Disparities based on age, race persist in PET use for lung cancer patients
Demographic differences in the use of PET imaging among Medicare beneficiaries with non-small cell lung cancer (NSCLC) have persisted since the modality’s approval by Medicare in 1998, according to a study published online Feb. 15 in Radiology.
“Despite widespread adoption of PET overall, patients who were older, black, or from less educated or more impoverished census tracts had lower PET use that persisted through 2007, with an absolute rate of PET use approximately 10 percentage points lower in each group,” wrote authors Michaela A. Dinan, PhD, of the Duke Clinical Research Institute in Durham, N.C., and colleagues.
Findings were based on a retrospective analysis of the Surveillance Epidemiology and End Results Medicare data for patients given a diagnosis of NSCLC between 1998 and 2007. A total of 46,544 patients were included in the final study cohort.
By 2005, more than half of all patients underwent one or more PET examinations, reported the authors. However, multivariable logistic regression analysis revealed that patients who were married, nonblack, younger than 80 years and living in areas of higher education levels or in the Northeast were more likely to undergo PET imaging.
“Providers should be mindful that PET is not uniformly administered to all patient populations,” wrote the authors.
Dinan et al also reported that PET imaging rates were growing rapidly in the South in addition to the Northeast, and that distance from a PET facility is not as strongly associated with lower access as it once was.

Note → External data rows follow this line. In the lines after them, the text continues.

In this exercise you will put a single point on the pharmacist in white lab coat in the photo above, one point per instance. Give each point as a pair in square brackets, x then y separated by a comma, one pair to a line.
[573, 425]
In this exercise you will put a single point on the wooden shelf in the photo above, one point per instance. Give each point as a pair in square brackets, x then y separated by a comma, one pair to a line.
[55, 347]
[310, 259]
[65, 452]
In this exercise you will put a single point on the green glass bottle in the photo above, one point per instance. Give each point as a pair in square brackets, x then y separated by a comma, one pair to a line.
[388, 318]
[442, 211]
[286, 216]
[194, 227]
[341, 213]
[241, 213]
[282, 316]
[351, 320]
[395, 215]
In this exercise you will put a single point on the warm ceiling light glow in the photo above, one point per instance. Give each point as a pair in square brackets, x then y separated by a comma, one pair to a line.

Only 4 percent of patients were located more than 40 miles from a PET facility by the end of the study period.
Possible explanations for the disparities in PET use include availability of the technology, cost, physician preference and patient preference, speculated Dinan and colleagues. Racial differences in PET utilization are likely linked to treatment, they explained. Racial differences nearly disappeared when limited to patients who underwent surgery. In patients who underwent surgery, PET was used prior to treatment in 79.2 percent of cases, compared with 63.4 percent, 72.5 percent and 44.6 percent in patients undergoing chemotherapy, radiation therapy or no treatment, respectively.
“The possibility that racial variation in receipt of PET may be associated with surgery is supported by previous studies of health disparities in NSCLC that have suggested that disparities in race and age were driven by access to surgery,” wrote the authors.
The authors concluded by noting that differential adoption of emerging medical technologies has previously been implicated in disparities in disease management, and that the effect of unequal adoption of PET on patient care is an important area of research.
“Regardless of the true benefit of PET, our study demonstrates that PET use did not spread equitably in the population of Medicare beneficiaries with NSCLC and that this unintended discrepancy in care persisted despite high overall rates of adoption.”